Geovani menutup pintu rahasia itu, menyisakan dirinya sendirian di ruang kerja yang kini terasa lebih luas. Ia menatap telapak tangannya yang tadi sempat menyentuh rambut Briella, merasakan sisa-sisa energi dari gadis itu. Ia tahu, dengan bukti di drive terenkripsi itu, ia telah mengikat Briella selamanya dalam jaring laba-labanya.
Di dalam kamarnya, Briella berdiri di depan jendela besar, menatap cakrawala Etheria yang mulai meredup. Kebenaran tentang sabotase DNA ibunya berputar-putar di kepalanya seperti badai yang tidak kunjung reda. Ia mengepalkan tangannya, membayangkan wajah Ayah Prilly yang tertangkap kamera sedang mengkhianati keluarganya sendiri.
"Kalian pikir kalian bisa mengubur kebenaran di bawah tumpukan uang?" bisik Briella pada bayangannya di kaca.
"Tapi kalian lupa bahwa kebenaran adalah seperti benih. Semakin dalam kalian menguburnya, semakin kuat akarnya akan merusak fondasi rumah kalian," lanjutnya dengan senyum tipis yang penuh dendam.
Malam itu, Briella tertidur dengan bayangan laboratorium rahasia Geovani di benaknya. Ia tidak lagi bermimpi buruk tentang gudang bawah tanah yang kotor dan bau. Kini, mimpinya dipenuhi dengan layar-layar monitor yang menampilkan kehancuran total keluarga Adijaya di bawah kendalinya.

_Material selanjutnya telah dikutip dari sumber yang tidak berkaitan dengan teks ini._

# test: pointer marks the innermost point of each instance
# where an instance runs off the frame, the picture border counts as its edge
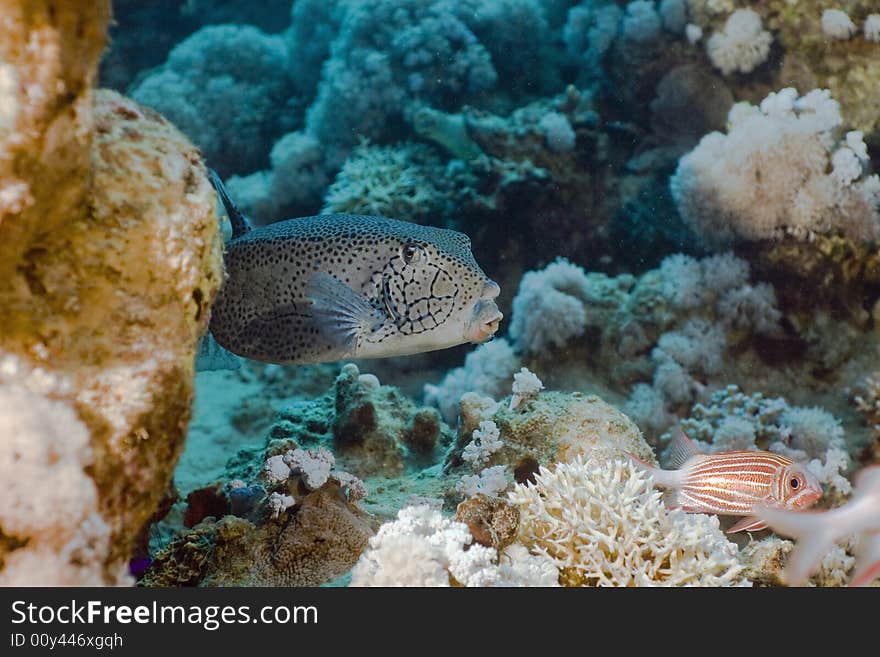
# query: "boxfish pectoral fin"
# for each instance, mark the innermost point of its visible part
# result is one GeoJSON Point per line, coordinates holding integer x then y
{"type": "Point", "coordinates": [342, 315]}
{"type": "Point", "coordinates": [210, 356]}
{"type": "Point", "coordinates": [748, 524]}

Hari esok akan menjadi awal dari serangan yang lebih pribadi, serangan yang akan menyentuh jantung pertahanan musuhnya. Briella sudah memiliki peluru yang paling mematikan, dan ia hanya menunggu aba-aba dari sang dokter untuk menarik pelatuknya. Laboratorium terlarang itu telah memberikan apa yang ia butuhkan untuk menjadi pemenang.